Sogenannte Konkursritter kaufen Firmen, die pleite sind, auf, und pressen sie aus – auf Kosten der Gläubiger, die auf ihren Rechnungen sitzen bleiben. Das belastet auch die öffentliche Hand.

«Mehrfache Anstiftung zu Misswirtschaft»: So lautete die Anklage gegen einen Mann, die heute vor dem Zürcher Obergericht verhandelt wurde. Das Urteil steht noch aus. Der Fall klingt eigentlich unspektakulär. Doch dahinter verbirgt sich ein Delikt, das allein im Kanton Zürich jedes Jahr einen Schaden von 200 Millionen Franken verursacht: die sogenannte «Konkursreiterei».
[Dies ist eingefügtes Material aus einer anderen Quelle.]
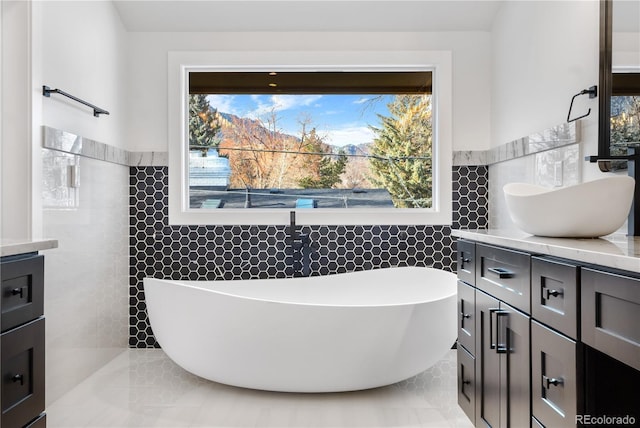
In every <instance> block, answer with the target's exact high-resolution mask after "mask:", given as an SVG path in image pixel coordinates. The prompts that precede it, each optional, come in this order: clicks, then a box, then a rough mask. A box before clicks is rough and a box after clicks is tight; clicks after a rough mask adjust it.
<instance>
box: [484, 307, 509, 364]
mask: <svg viewBox="0 0 640 428" xmlns="http://www.w3.org/2000/svg"><path fill="white" fill-rule="evenodd" d="M493 314H496V323H495V328H496V331H495V339H496V341H495V342H494V341H493ZM508 315H509V312H508V311H505V310H502V309H499V308H491V309H489V348H490V349H495V350H496V354H506V353H507V351H508V350H509V348H508V347H507V345H506V343H500V330H502V329H501V328H500V318H503V317H507V316H508ZM504 330H505V332H506V326H505V329H504ZM505 334H506V333H505Z"/></svg>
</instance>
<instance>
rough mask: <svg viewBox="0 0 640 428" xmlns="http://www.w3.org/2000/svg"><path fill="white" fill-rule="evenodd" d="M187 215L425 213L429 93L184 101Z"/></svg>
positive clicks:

Dabei geht es um serbelnde Kleinbetriebe, die von Kriminellen in den Konkurs getrieben werden, sodass am Ende unzählige Lieferanten und auch die öffentliche Hand um ihr Geld geprellt werden. Nehmen wir als Beispiel einen Gipserei-Ein-Mann-Betrieb. Die Firma läuft nicht gut, die offenen Rechnungen häufen sich. In dieser Situation wird dem Gipser über einen Vermittler angeboten, er könne gegen eine Gebühr von ein paar Tausend Franken, sein Unternehmen abstossen – an einen sogenannten «Firmenbestatter».

Am Schluss, wenn die Gesellschaft Konkurs ist, bezahlt die Person die Schulden einfach nicht.
Autor: Andrea Jug-Höhener Chefin der Ermittlungsabteilung für Wirtschaftkriminalität, Kantonspolizei Zürich

Dieser benennt die Firma um und verlegt den Sitz in einen anderen Kanton.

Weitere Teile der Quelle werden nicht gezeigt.